Quantcast

Why are Susquehanna school administrators expensing legal fees? - abc27 WHTM

Why are Susquehanna school administrators expensing legal fees?

Posted: Updated:
HARRISBURG, Pa. (WHTM) -

In the month of December, Susquehanna Township School District paid out more than $18,000 in legal fees for private attorneys of two superintendents, according to emails obtained by abc27.

The district is currently embroiled in several lawsuits and a criminal investigation by the Dauphin County District Attorney's Office over how allegations against an assistant principal charged with having sex with a 16-year-old student were handled.

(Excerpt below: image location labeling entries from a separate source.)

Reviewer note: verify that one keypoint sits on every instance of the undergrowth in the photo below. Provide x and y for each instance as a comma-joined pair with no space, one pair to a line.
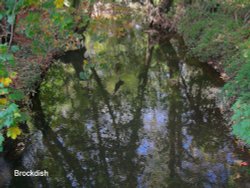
223,36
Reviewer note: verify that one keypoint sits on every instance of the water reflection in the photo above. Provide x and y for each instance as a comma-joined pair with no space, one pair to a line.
161,128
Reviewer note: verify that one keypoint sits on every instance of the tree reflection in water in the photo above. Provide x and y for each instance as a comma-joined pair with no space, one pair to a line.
162,128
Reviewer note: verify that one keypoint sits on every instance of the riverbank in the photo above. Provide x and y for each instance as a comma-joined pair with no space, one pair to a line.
219,34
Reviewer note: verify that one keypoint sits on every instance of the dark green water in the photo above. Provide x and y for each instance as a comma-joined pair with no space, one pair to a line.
146,116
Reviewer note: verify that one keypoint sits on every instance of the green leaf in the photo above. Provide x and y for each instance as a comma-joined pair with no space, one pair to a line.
14,48
17,95
11,19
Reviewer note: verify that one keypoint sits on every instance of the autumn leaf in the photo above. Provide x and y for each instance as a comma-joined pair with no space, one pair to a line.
13,132
59,3
6,81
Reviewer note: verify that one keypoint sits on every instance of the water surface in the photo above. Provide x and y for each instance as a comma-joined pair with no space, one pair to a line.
138,112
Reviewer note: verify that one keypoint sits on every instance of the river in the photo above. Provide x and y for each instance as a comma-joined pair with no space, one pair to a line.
134,110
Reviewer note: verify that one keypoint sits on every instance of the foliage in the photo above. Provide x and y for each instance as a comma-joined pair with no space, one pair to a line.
10,114
222,36
48,24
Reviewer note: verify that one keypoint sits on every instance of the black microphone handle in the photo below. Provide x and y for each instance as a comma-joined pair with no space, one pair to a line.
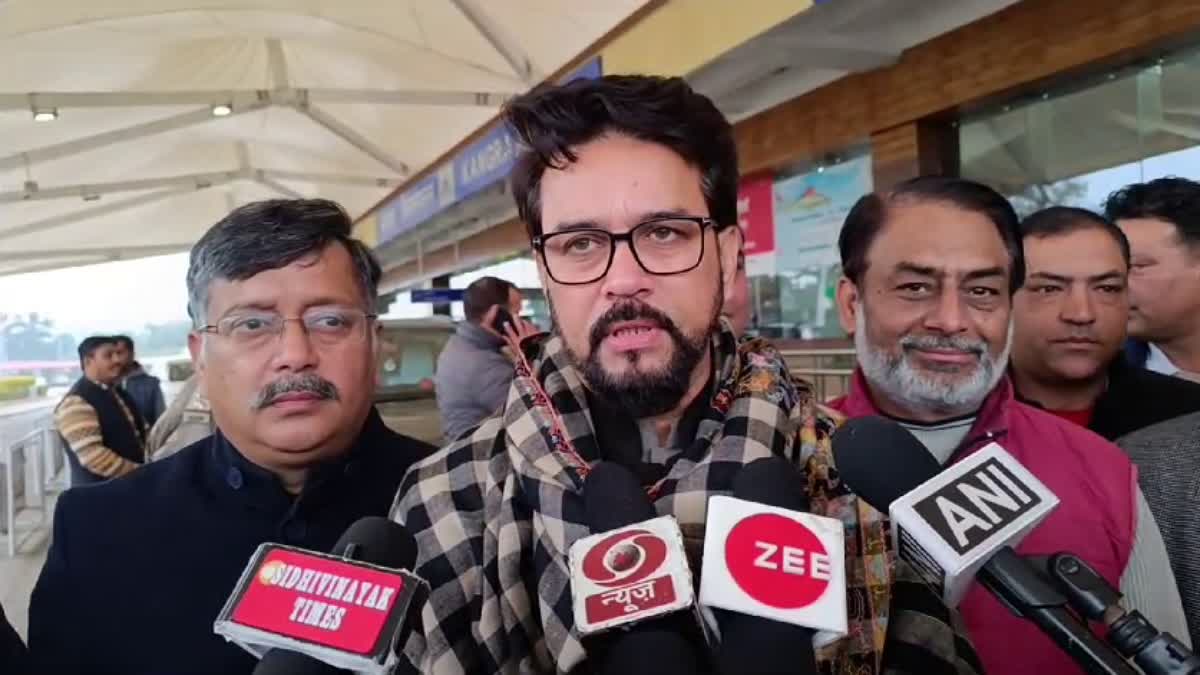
1027,595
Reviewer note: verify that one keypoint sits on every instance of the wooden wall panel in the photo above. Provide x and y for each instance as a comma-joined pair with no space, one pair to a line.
1019,47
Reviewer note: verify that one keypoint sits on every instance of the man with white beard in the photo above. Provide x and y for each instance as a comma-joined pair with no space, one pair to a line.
929,273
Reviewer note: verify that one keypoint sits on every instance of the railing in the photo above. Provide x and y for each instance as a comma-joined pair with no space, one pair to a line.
827,370
30,461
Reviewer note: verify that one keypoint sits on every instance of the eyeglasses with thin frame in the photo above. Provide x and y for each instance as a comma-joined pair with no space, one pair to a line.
661,246
324,326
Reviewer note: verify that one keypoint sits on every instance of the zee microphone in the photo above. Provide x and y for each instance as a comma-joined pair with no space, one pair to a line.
750,643
328,613
629,579
961,523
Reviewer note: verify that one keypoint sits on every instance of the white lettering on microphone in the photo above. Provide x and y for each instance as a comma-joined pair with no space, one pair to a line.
791,560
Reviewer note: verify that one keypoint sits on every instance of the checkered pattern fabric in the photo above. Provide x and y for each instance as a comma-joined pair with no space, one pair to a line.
496,512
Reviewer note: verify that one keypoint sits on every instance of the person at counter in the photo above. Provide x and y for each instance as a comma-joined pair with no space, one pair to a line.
99,422
283,347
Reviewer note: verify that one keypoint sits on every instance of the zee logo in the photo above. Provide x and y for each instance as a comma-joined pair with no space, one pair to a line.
778,561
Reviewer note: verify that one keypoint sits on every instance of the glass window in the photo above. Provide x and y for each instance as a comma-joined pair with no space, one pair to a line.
1078,145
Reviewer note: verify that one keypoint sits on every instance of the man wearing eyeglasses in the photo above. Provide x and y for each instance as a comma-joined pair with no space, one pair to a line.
285,347
628,186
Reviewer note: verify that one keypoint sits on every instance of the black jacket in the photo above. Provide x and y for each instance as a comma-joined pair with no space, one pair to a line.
13,659
138,596
1138,398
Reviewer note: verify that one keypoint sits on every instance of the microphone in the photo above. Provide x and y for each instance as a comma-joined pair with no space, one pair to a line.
750,643
961,523
628,580
1131,633
335,613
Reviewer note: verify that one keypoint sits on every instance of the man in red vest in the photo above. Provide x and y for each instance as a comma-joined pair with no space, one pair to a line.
929,274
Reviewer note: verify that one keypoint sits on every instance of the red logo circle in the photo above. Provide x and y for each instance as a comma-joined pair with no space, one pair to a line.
625,557
778,561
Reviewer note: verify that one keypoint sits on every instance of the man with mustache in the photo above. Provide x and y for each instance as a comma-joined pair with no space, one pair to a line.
285,347
1069,322
628,187
929,274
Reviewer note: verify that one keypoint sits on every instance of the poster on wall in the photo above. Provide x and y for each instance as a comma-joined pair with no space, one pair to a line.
756,217
809,211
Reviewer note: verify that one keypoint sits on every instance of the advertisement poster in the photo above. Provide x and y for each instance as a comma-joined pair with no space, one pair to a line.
756,217
809,213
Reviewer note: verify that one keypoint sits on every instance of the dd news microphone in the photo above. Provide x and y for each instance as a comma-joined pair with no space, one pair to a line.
791,566
954,524
345,609
629,578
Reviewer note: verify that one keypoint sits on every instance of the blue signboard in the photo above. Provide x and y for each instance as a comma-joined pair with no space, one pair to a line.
477,167
437,296
485,162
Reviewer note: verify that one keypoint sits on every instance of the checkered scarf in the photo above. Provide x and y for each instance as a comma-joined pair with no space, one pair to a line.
496,512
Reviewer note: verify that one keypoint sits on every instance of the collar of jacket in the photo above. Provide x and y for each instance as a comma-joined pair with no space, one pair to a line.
232,476
479,338
991,422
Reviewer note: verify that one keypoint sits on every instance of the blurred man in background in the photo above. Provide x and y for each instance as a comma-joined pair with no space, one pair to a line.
1069,322
187,419
285,348
143,388
473,372
99,422
1162,221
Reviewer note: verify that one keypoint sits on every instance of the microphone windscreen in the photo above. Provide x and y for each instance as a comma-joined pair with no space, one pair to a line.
773,482
378,541
613,497
281,662
881,460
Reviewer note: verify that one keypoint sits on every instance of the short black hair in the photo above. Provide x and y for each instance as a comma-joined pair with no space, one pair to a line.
552,120
273,234
89,345
481,294
1173,199
1055,221
868,215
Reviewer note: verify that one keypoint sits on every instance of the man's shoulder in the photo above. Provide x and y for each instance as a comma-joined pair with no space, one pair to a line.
125,501
1033,425
460,470
1176,432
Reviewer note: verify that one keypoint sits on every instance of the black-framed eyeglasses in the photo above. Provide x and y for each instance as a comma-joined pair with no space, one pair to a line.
324,326
661,246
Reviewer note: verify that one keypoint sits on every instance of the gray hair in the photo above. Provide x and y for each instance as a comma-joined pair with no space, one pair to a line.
273,234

Shawn Sharkey was arrested and resigned from his job in September, but district administrators previously admitted they were made aware of "rumors" regarding Sharkey as early as May.

In an email dated December 16, 2013, board member Mark Sussman asked the district to explain several transactions made by the business office, including a check for more than $6,100 to superintendent Dr. Susan Kegerise's personal attorney, and another check for more than $12,000 paid to a firm representing assistant superintendent Cathy Taschner.

"If the taxpayers are footing the bill -- that could not be more inappropriate," said attorney Bret Keisling.

Keisling is representing Sussman and fellow board member Jesse Rawls Sr. in a federal lawsuit over Kegerise's contract -- specifically, clauses that spell out how board members can speak to her. He said since filing suit, Kegerise has refused to speak to his clients, even when they request clarity over expenditures.

"I think it's very clear that if Dr. Kegerise considers you her supporter, she shares a lot of information," he said. "But if you are perceived as being against her interests, you're cut out of the loop."

In another email dated December 17, 2013, the district business manager attributes Taschner's $12,000 bill to "legal services concerning the Dauphin County District Attorney."

A call and email to school district spokesperson Susan Anthony were not returned Monday afternoon, and an attempt by abc27 to reach Kegerise directly was unsuccessful.

Keisling says whatever the reason for the legal fees, the district pays a solicitor to handle these issues -- not private counsel.

"This information comes to the school board after the checks have been issued," he said. "So even if a school board member says 'this check is not appropriate; we do not approve this expense,' Dr. Kegerise has already paid the invoice or issued the money."

Kegerise's attorney, Jason Kutulakis, responded to an email from abc27 Monday night, saying in part:

"Both Dr. Kegerise and Dr. Taschner are entitled as a matter of law to be defended. The board has received a thorough legal opinion on this issue."

He would not respond to questions regarding what services were rendered through his firm or if Kegerise's contract even allows for the hiring of a private attorney.